Where was the reminder that there is still, no matter how many times it’s said and no matter how many people believe it, no verified link between the hijackers and the Iraqis?

Everyone wants to be on the winning side. To hold the winner to some standard of truth has come to seem quixotic. It’s as impolite as remembering that Al Gore won the popular vote. It’s as quirky as demanding footnotes on myths.

I am by no means sorry to see the end — presumably — of Saddam. But does success mean never questioning how you were conned into conflict?

We have become tolerant, even appreciative, of spin skill. We’ve been conditioned by a compassionate conservative who wants Clear Skies legislation and to Leave No Child Behind while enacting a tax cut for the rich that will be "helping American families."

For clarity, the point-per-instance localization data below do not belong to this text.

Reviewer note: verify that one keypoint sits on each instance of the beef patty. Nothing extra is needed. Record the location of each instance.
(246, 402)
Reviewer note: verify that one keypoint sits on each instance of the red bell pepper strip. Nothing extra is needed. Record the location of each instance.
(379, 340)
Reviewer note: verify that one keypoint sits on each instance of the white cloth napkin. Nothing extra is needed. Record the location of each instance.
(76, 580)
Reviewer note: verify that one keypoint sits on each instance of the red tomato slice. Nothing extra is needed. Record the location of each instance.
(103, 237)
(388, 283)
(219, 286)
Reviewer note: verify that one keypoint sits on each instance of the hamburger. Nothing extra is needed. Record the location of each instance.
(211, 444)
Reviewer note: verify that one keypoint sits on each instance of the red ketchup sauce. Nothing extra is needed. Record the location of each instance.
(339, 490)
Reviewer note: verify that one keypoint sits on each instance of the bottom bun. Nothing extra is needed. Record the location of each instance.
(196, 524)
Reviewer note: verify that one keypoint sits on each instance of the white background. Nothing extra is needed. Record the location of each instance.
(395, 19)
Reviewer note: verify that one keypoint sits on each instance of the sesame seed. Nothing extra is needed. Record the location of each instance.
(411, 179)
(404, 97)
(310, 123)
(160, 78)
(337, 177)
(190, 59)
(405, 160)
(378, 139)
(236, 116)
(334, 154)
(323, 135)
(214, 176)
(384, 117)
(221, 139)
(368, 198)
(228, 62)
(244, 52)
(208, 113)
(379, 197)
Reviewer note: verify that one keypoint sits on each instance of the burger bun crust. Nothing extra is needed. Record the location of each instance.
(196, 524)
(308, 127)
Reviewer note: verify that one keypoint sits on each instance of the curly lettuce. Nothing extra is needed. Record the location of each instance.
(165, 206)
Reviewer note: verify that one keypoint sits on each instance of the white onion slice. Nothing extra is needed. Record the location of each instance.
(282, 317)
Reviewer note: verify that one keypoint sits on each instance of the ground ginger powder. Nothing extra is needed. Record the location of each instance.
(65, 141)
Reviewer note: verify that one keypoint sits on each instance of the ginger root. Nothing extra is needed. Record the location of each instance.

I’m not much for ranting, but I have a lifetime habit of journalism. The newspaper, they say, is the first draft of history. They also say that the winners get to write history. There’s inevitably a conflict between the reporter and the mythmaker.

For the past week, my profession has been in an uproar over Jayson Blair, the young New York Times staffer who fabricated stories out of plagiarism, imagination and lies. The fury comes from those of us who spend long nights on the phone with editors, fact-checking and second-sourcing, and sometimes sweating out corrections.

But what is the price to be paid by the politicians who cut and paste the truth? Who is there to demand a correction for the sales pitch for war?

The president landed safely at sea and his approval ratings float in untroubled waters. Everybody loves to be on the winning side.